Local Markup

John Cowan cowan at locke.ccil.org
Thu Aug 13 23:19:25 BST 1998


The following is put forth for comments.

1.  Abstract

This document describes a local markup facility for XML.  This serves
some of the purposes of SGML short references, but can be layered over
XML parsing rather than integrated into it.  By declaring appropriate
processing instructions, character data within selected elements
with mixed content can be effectively turned into element content.

Terms not defined here are as in the XML Recommendation.

2. Motivating Example

A DATE element may appear in an XML document with #PCDATA content
containing an ISO 8601 date, as follows:

	<DATE>1998-08-13T14:15:16</DATE>

A conformant local markup processor, given appropriate PIs, can
process this as if it were:

	<DATE>1998<D/>08<D/>13<T/>14<C/>15<C/>16</DATE>

where the dashes have been turned into empty D elements, the T
separating time and date (a feature of ISO 8601) has been turned
into an empty T element, and the colons into empty C elements.
In this way, the application reading this data can allow the XML
parser to be the only parser, rather than having a separate date
parser behind the XML parser.

One possible set of relevant PIs are:

	<? LM-DEF char="-" group="ISO8601" element="D" ?>
	<? LM-DEF char="T" group="ISO8601" element="T" ?>
	<? LM-DEF char=":" group="ISO8601" element="C" ?>
	<? LM-USE element="DATE" group="ISO8601" ?>

The above interpretation, though much more useful than the raw
character data, does not take into account the existence of
hierarchical information.  This document, therefore, also provides
a way to make the interpretation come out as follows:

	<DATE>
	  <SEGMENT>
	    <PART>1998</PART>
	    <PART>08</PART>
	    <PART>13</PART>
	  </SEGMENT>
	  <SEGMENT>
	    <PART>14</PART>
	    <PART>15</PART>
	    <PART>16</PART>
	  </SEGMENT>
	</DATE>

(The indentation is shown here for clarity only.)

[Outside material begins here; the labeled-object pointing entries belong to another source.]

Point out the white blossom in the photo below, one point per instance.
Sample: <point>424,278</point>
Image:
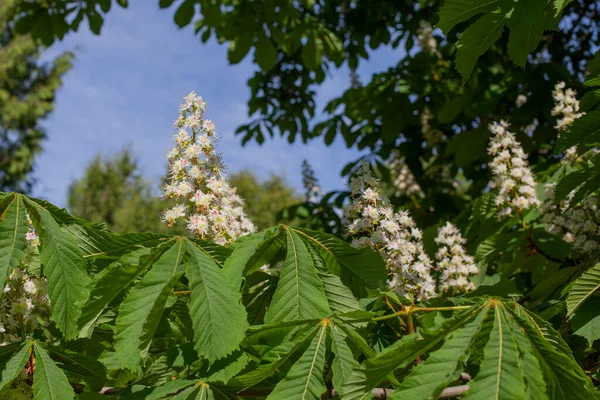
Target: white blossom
<point>371,222</point>
<point>206,203</point>
<point>310,182</point>
<point>426,39</point>
<point>453,263</point>
<point>404,180</point>
<point>521,100</point>
<point>577,224</point>
<point>512,176</point>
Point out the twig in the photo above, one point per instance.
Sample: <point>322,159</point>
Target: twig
<point>378,393</point>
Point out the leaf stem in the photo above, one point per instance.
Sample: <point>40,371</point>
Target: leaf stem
<point>411,310</point>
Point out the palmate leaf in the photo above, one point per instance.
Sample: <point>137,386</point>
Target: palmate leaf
<point>340,297</point>
<point>476,40</point>
<point>358,269</point>
<point>586,321</point>
<point>305,380</point>
<point>563,377</point>
<point>218,316</point>
<point>251,251</point>
<point>343,361</point>
<point>443,366</point>
<point>49,382</point>
<point>456,11</point>
<point>300,294</point>
<point>141,311</point>
<point>13,358</point>
<point>65,269</point>
<point>519,356</point>
<point>583,288</point>
<point>81,366</point>
<point>13,227</point>
<point>111,281</point>
<point>401,354</point>
<point>283,353</point>
<point>501,372</point>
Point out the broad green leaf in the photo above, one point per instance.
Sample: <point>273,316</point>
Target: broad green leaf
<point>501,372</point>
<point>536,387</point>
<point>564,378</point>
<point>107,284</point>
<point>141,311</point>
<point>13,358</point>
<point>65,269</point>
<point>343,361</point>
<point>249,250</point>
<point>85,367</point>
<point>312,52</point>
<point>13,227</point>
<point>49,382</point>
<point>284,352</point>
<point>476,40</point>
<point>586,321</point>
<point>583,288</point>
<point>443,366</point>
<point>161,392</point>
<point>584,132</point>
<point>218,316</point>
<point>265,53</point>
<point>300,293</point>
<point>401,354</point>
<point>523,39</point>
<point>185,13</point>
<point>305,380</point>
<point>358,269</point>
<point>340,297</point>
<point>457,11</point>
<point>239,47</point>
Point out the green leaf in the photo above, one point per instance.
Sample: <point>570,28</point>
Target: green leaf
<point>358,269</point>
<point>239,47</point>
<point>523,39</point>
<point>284,352</point>
<point>49,382</point>
<point>305,380</point>
<point>501,372</point>
<point>141,311</point>
<point>87,368</point>
<point>564,378</point>
<point>476,40</point>
<point>339,296</point>
<point>13,366</point>
<point>312,52</point>
<point>111,281</point>
<point>265,53</point>
<point>584,131</point>
<point>443,366</point>
<point>218,316</point>
<point>185,13</point>
<point>343,361</point>
<point>583,288</point>
<point>64,267</point>
<point>401,354</point>
<point>251,251</point>
<point>300,293</point>
<point>13,227</point>
<point>457,11</point>
<point>586,321</point>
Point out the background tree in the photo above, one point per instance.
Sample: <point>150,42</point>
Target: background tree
<point>264,199</point>
<point>27,91</point>
<point>113,190</point>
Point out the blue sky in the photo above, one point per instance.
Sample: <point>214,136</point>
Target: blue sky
<point>125,88</point>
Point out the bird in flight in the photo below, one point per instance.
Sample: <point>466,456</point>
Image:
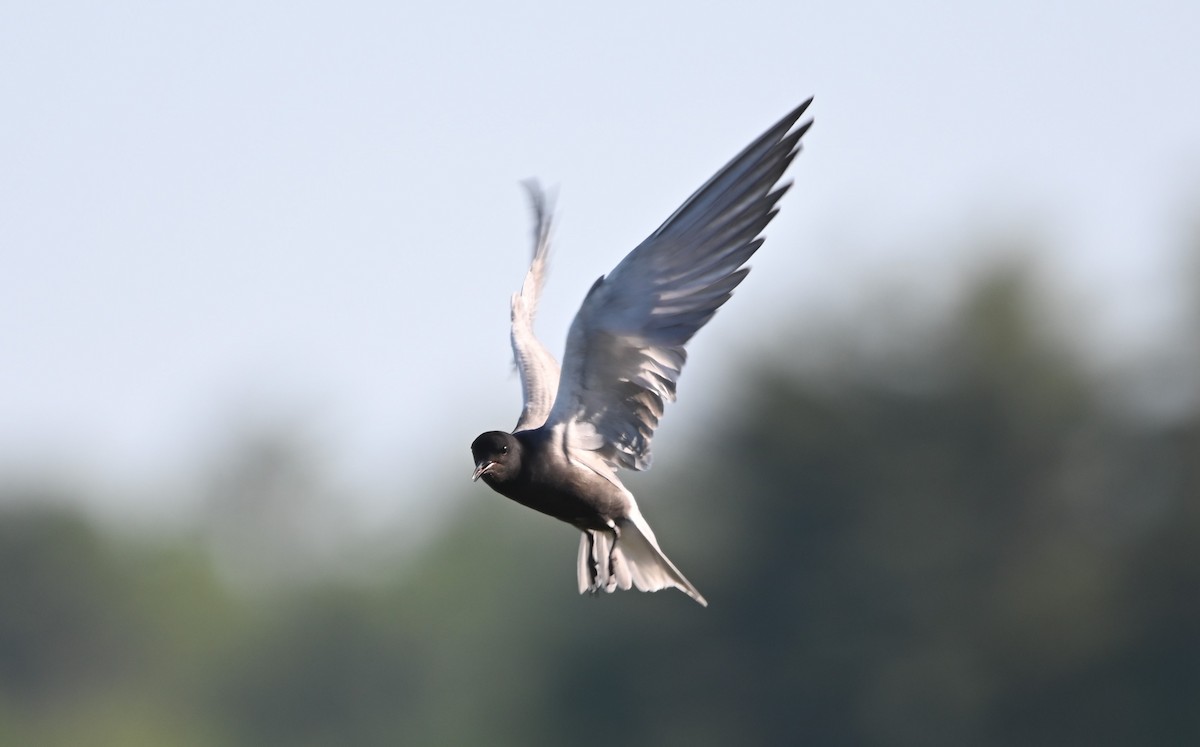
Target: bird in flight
<point>624,353</point>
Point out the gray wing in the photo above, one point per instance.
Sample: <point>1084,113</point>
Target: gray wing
<point>625,347</point>
<point>537,366</point>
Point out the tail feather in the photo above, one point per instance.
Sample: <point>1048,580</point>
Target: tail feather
<point>634,560</point>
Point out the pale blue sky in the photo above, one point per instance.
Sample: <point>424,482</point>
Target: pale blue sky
<point>215,214</point>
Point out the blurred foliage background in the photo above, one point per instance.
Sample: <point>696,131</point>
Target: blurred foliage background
<point>959,530</point>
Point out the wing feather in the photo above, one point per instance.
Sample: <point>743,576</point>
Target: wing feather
<point>537,366</point>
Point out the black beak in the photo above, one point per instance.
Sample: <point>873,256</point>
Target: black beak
<point>483,468</point>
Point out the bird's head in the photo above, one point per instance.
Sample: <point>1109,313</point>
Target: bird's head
<point>497,456</point>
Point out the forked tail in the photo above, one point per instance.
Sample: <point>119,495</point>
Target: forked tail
<point>628,557</point>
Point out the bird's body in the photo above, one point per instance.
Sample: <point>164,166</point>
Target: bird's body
<point>624,354</point>
<point>551,484</point>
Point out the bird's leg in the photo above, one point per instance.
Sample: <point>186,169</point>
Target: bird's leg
<point>612,549</point>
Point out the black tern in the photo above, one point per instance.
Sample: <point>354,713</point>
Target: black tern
<point>624,353</point>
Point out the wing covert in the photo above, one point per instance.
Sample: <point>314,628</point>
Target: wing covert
<point>625,347</point>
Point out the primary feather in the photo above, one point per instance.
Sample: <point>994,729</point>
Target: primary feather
<point>625,347</point>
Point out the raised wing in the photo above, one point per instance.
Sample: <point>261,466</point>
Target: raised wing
<point>625,347</point>
<point>537,366</point>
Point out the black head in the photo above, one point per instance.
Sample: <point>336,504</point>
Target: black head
<point>497,456</point>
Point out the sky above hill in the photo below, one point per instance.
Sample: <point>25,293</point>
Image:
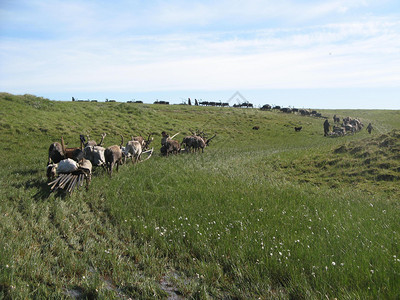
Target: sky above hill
<point>302,53</point>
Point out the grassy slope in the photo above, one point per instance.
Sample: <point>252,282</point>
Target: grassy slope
<point>255,215</point>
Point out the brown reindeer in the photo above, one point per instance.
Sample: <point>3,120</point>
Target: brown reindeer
<point>113,156</point>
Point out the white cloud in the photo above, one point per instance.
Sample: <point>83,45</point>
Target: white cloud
<point>100,55</point>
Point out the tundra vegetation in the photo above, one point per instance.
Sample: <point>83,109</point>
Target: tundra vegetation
<point>269,213</point>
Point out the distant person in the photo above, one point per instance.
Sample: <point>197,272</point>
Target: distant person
<point>369,128</point>
<point>326,127</point>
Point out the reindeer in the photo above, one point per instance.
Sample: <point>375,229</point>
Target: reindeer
<point>134,149</point>
<point>169,145</point>
<point>113,156</point>
<point>92,142</point>
<point>144,143</point>
<point>58,152</point>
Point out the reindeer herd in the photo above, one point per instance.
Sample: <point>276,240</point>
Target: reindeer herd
<point>68,167</point>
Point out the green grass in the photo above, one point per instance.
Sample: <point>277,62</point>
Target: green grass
<point>271,213</point>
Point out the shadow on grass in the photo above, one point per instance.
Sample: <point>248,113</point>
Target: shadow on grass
<point>43,188</point>
<point>27,172</point>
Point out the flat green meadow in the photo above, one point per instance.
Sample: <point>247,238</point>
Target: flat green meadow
<point>269,213</point>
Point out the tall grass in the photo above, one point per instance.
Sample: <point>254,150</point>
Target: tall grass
<point>244,219</point>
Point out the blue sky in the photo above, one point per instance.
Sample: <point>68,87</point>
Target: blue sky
<point>317,54</point>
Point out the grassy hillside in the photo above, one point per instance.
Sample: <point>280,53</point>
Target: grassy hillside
<point>269,213</point>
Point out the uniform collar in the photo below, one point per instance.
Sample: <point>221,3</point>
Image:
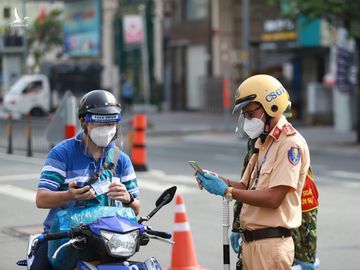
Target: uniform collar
<point>79,139</point>
<point>274,133</point>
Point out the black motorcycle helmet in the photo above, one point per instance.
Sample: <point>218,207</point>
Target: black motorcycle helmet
<point>98,102</point>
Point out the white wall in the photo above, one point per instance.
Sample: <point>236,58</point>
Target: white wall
<point>196,59</point>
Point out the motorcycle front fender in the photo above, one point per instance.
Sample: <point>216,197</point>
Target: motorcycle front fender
<point>149,264</point>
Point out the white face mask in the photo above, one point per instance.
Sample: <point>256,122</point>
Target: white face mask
<point>254,127</point>
<point>102,136</point>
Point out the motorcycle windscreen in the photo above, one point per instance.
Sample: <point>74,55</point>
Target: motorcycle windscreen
<point>149,264</point>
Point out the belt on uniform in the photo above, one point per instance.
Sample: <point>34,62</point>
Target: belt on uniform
<point>258,234</point>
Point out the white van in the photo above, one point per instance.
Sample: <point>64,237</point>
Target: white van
<point>28,95</point>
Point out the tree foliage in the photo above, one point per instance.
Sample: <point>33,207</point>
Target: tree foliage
<point>45,34</point>
<point>344,13</point>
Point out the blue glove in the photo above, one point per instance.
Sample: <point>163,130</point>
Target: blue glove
<point>305,265</point>
<point>212,183</point>
<point>234,241</point>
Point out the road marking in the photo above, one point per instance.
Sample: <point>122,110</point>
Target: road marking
<point>17,158</point>
<point>19,193</point>
<point>344,174</point>
<point>19,177</point>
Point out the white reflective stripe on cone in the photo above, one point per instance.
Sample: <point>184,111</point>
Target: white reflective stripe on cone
<point>182,227</point>
<point>180,208</point>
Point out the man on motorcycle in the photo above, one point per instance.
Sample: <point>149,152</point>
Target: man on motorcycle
<point>89,157</point>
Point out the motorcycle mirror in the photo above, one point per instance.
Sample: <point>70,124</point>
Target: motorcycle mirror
<point>164,199</point>
<point>166,196</point>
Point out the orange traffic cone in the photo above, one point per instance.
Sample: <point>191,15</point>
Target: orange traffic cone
<point>183,253</point>
<point>138,150</point>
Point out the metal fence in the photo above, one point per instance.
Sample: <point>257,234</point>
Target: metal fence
<point>25,135</point>
<point>28,136</point>
<point>212,91</point>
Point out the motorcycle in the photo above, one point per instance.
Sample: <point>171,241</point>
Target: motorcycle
<point>114,239</point>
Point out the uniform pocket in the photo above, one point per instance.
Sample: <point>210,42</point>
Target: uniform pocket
<point>264,179</point>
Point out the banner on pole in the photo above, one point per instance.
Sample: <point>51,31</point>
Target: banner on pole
<point>133,29</point>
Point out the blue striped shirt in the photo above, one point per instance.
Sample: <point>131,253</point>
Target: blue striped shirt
<point>68,161</point>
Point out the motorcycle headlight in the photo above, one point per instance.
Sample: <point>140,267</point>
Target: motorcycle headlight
<point>123,245</point>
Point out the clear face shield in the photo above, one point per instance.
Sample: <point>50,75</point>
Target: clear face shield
<point>103,129</point>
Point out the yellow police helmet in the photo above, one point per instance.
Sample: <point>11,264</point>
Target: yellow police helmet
<point>266,90</point>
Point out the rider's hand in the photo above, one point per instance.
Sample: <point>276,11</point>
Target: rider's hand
<point>212,183</point>
<point>81,194</point>
<point>118,191</point>
<point>234,240</point>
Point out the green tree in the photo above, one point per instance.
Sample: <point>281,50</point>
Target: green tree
<point>344,13</point>
<point>45,34</point>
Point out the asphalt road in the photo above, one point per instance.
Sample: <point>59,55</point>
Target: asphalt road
<point>338,178</point>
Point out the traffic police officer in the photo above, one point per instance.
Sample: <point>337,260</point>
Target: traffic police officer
<point>271,186</point>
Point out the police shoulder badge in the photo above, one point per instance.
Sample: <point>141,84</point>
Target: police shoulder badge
<point>294,155</point>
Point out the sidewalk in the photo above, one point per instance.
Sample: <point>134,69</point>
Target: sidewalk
<point>221,128</point>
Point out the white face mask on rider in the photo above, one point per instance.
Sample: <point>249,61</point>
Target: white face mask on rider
<point>102,136</point>
<point>254,127</point>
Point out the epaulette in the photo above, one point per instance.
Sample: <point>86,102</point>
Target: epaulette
<point>276,133</point>
<point>288,129</point>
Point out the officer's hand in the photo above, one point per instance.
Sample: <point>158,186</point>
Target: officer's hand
<point>81,194</point>
<point>118,191</point>
<point>212,183</point>
<point>106,174</point>
<point>234,240</point>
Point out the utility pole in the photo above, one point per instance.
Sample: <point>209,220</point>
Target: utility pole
<point>245,37</point>
<point>145,58</point>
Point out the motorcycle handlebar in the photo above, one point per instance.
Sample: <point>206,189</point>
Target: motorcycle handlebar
<point>164,235</point>
<point>54,236</point>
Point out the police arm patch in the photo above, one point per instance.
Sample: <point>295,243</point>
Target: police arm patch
<point>294,155</point>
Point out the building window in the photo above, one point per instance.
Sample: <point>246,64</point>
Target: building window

This is still not as nice as actual eleements named YEAR, MONTH, DAY,
etc., but preserves the structure of the original.  Here are some
PIs that do the job:

	<? LM-DEF char="-" group="ISO8601" element="PART" ?>
	<? LM-DEF char="T" group="ISO8601" element="SEGMENT" ?>
	<? LM-DEF char=":" group="ISO8601" element="PART" ?>
	<? LM-USE element="DATE" group="ISO8601" model="SEGMENT PART"?>

3.  Processing Instructions

There are two PIs used to support local markup.  The PI target
"LM-DEF" defines which characters are or may be local markup;
the PI target "LM-USE" specifies when local markup is in effect.
Both should appear before the start tag of the document element.
Neither affects the DTD in any way.  Both PIs use pseudo-attributes
(PAs) in the style of the XML declaration; the pseudo-attributes may
appear in any order.

3.1  LM-DEF Pseudo-Attributes

These PAs are required in an LM-DEF PI.  It is an error to have
two PIs with the same "char" and "group" values.

3.1.1  "char"

The "char" PA value has a value that either a Char or a
numeric character reference, which the LM processor will expand.

3.1.2  "group"

The "group" PA value matches Name.  This Name is matched
with the "group" pseudo-attribute in an LM-USE PI.

3.1.3  "element"

The "element" PA value matches Name.  It specifies the
element name corresponding to the character defined by "char".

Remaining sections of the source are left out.